Herne Bay, which saw 77 sales last year, has the country’s largest average price tag, at just under $2.5 million. Not far behind is Remuera, with an average value of $2.3 million – a big number matched by equally impressive sales volumes: 419 sales over the past year.


I’m sure without immigrants nobody will buy them and then the vendors will cry into a pillow made of money.

Just another failure from this Coalition of Losers!
They are now saying that overstayers that can build will now be allowed,to Kiwi Builds over the next 9.5 years!
They are absolutely clueless!

Wow if these figures become a reality look to house values dropping even more in Auckland and Christchurch. Landlords who have not done so in those two locations would be wise to reduce their portfolio in some way. Those who did it last year were smart.


40,000 is still around 3 times the long term migration average used in previous stats nz population forecasts. As such NZ is on track to pass 5 million population by early 2020 and then 6 million in the mid 2030’s.
I hope Clarke Gayford has enjoyed his fishing experiences etc because his child is entering a NZ where what we have taken for granted and considered our birthright is being lost.

5 million is the size of a decent city

Yvil...the key word there is 'decent'...we are struggling to have a decent city with less than 2 million.
Great cities grow and evolve organically over time.

Yes. The 20th largest city in China has a population of 7.4m. Shanghai has a population of 34m and has grown at an average rate of 37% per annum since 2000 so rapid growth can be done.
There needs to be greater innovation in building solutions. The likes of Fletchers have operated a near monopoly and had no great incentive to bring in new techniques.


Shanghai, with the thick cloud of smoke perpetually hovering over its skyline and killing hundreds of thousands every year, is not an example for a world class city to live by.

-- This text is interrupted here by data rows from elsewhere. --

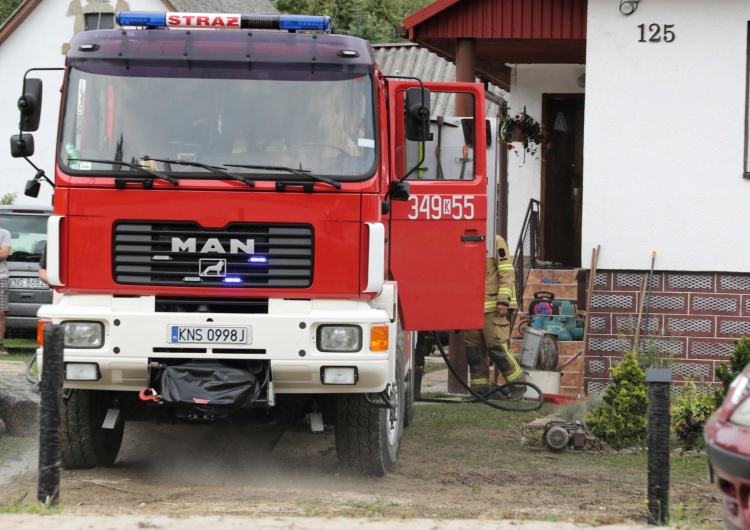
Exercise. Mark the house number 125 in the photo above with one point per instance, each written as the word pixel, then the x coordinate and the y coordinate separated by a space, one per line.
pixel 655 31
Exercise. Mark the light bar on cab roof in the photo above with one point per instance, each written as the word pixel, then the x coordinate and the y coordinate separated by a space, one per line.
pixel 223 21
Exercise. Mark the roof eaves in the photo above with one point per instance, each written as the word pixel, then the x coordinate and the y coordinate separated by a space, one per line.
pixel 16 18
pixel 428 11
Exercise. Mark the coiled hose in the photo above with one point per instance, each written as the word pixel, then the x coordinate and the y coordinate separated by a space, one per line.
pixel 525 406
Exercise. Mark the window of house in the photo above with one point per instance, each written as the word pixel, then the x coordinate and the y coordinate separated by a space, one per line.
pixel 99 21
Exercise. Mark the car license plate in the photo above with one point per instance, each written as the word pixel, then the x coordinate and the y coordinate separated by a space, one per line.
pixel 209 334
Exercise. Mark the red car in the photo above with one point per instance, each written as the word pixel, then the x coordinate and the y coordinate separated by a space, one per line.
pixel 727 434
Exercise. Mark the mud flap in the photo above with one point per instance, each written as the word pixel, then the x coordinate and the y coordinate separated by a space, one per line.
pixel 208 388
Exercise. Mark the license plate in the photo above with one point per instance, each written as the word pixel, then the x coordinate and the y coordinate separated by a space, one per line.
pixel 209 334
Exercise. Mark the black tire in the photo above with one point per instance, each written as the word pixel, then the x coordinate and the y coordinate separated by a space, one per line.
pixel 85 444
pixel 368 437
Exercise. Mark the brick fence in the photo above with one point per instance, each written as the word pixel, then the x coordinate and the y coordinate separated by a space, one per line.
pixel 692 317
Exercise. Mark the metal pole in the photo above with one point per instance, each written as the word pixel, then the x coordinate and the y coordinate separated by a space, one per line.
pixel 50 407
pixel 659 380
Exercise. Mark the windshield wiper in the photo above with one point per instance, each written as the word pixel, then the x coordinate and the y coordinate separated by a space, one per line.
pixel 214 169
pixel 121 181
pixel 302 172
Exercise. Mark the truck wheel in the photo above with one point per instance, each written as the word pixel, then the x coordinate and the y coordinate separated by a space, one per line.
pixel 85 444
pixel 368 437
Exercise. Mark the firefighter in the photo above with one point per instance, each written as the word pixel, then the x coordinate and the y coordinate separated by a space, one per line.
pixel 492 340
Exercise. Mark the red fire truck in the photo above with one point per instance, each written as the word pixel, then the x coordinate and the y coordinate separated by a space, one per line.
pixel 251 220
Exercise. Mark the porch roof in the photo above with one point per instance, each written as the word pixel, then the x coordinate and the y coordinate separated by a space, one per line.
pixel 505 32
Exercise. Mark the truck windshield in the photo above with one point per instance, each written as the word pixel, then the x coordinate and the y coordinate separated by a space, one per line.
pixel 28 236
pixel 323 125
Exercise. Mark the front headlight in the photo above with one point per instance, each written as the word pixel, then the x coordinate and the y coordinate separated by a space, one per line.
pixel 83 334
pixel 346 338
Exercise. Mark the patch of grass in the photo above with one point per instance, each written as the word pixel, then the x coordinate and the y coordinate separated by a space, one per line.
pixel 41 508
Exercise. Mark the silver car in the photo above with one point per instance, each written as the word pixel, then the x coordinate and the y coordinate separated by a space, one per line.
pixel 28 228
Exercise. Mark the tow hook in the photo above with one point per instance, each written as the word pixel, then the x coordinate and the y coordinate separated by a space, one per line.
pixel 149 394
pixel 384 400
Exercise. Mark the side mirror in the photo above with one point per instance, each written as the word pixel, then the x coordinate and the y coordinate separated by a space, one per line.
pixel 398 190
pixel 21 145
pixel 30 104
pixel 417 114
pixel 32 188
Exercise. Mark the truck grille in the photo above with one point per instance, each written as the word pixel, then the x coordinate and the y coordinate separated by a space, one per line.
pixel 238 255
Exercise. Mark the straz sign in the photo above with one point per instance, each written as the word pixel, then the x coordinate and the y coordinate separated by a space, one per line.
pixel 202 20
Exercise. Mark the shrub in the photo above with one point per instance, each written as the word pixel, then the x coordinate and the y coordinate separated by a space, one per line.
pixel 621 420
pixel 690 410
pixel 738 359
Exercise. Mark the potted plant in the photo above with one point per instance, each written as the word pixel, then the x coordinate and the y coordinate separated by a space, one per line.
pixel 522 128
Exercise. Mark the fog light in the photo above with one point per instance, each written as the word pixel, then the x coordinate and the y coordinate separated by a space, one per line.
pixel 379 338
pixel 338 375
pixel 81 372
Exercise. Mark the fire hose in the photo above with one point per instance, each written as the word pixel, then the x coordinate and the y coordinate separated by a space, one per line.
pixel 528 406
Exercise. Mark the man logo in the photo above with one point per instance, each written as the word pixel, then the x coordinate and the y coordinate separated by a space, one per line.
pixel 213 246
pixel 212 268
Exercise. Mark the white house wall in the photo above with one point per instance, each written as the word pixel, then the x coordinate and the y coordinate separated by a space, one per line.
pixel 528 83
pixel 664 137
pixel 37 43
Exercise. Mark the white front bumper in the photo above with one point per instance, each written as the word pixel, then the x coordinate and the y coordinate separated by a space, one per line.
pixel 134 335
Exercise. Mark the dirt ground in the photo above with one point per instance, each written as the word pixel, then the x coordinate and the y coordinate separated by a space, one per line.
pixel 271 471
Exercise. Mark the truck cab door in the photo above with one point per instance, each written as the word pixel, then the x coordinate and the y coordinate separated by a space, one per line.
pixel 438 236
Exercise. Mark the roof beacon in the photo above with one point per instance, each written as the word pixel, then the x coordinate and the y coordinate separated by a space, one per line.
pixel 291 23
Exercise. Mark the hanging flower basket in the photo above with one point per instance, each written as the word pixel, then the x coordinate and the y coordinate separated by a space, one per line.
pixel 522 128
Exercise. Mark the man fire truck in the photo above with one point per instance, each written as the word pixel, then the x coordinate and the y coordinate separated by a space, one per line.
pixel 243 209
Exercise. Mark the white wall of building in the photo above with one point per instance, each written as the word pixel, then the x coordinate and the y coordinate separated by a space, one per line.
pixel 528 83
pixel 37 43
pixel 665 136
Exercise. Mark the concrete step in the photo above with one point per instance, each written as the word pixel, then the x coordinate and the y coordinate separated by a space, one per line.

34 million wrongs does not make one environmental right

Depends what you want. Most of the metrics that put Auckland consistently in top 10 liveable cities would be severely diminished if it were 5 million population. While I appreciate the improved food options and vibrancy Akld has to offer I'd sacrifice them for the less congested and more relaxed pace of a few decades back when Akld population was <1 million.

add in the reportedly 150,000 here on student visas and we already have 5 Million

""ANZ economists see immigration likely reducing to 40,000 a year by 2020"" - look at figure 7; first the Australia figures and then the non-Australia. Two wiggley lines that prove nobody can predict net migration.
Govt controls how many and who comes in but they can never control Kiwis leaving or returning. So the entire article is a waste of time.

40,000 migrants are still quite a lot. If the figure was 70,000 and the least useful 30,000 were shorn off I doubt it would make much difference to property values.
Consider that it was not too many years ago that we had negative migration.


The flow of credit together with affordability and confidence will dictate house values going forward. By world standards NZ houses are way overvalued. Immigrants have discovered this alarming fact too. There's just larger pockets of overcrowding and homelessness to look forward to.

I think you are right.. Well off immigrants (the ones we may find useful) may be avoiding us - cheaper to go elsewhere. So we are left with pseudo-students, over-crowded rentals and corrupt businesses employing desperate low paid immigrants - a recipe for exploitation.

The IMF certainly think so. IMF finds Auckland second worst city for house price inflation:

really, I expect better on this site! House prices are determined by price of credit and criteria of borrowing, both of which have tightened and WILL tighten more in next 2 years, especially in Australia and USA. It is this prospect that depresses business confidence, NOT government policy. Ask a few medium sized businesses how long it is taking to get paid and you will see what is going on.

Isn't the problem Auckland? The same price of credit and borrowing criteria apply to the whole country and there are wonderful below cost of replacement homes for sale in smaller towns - for example Oamaru. It has to be population related and while all the population for various reasons floods towards Auckland that is where the prices will be high.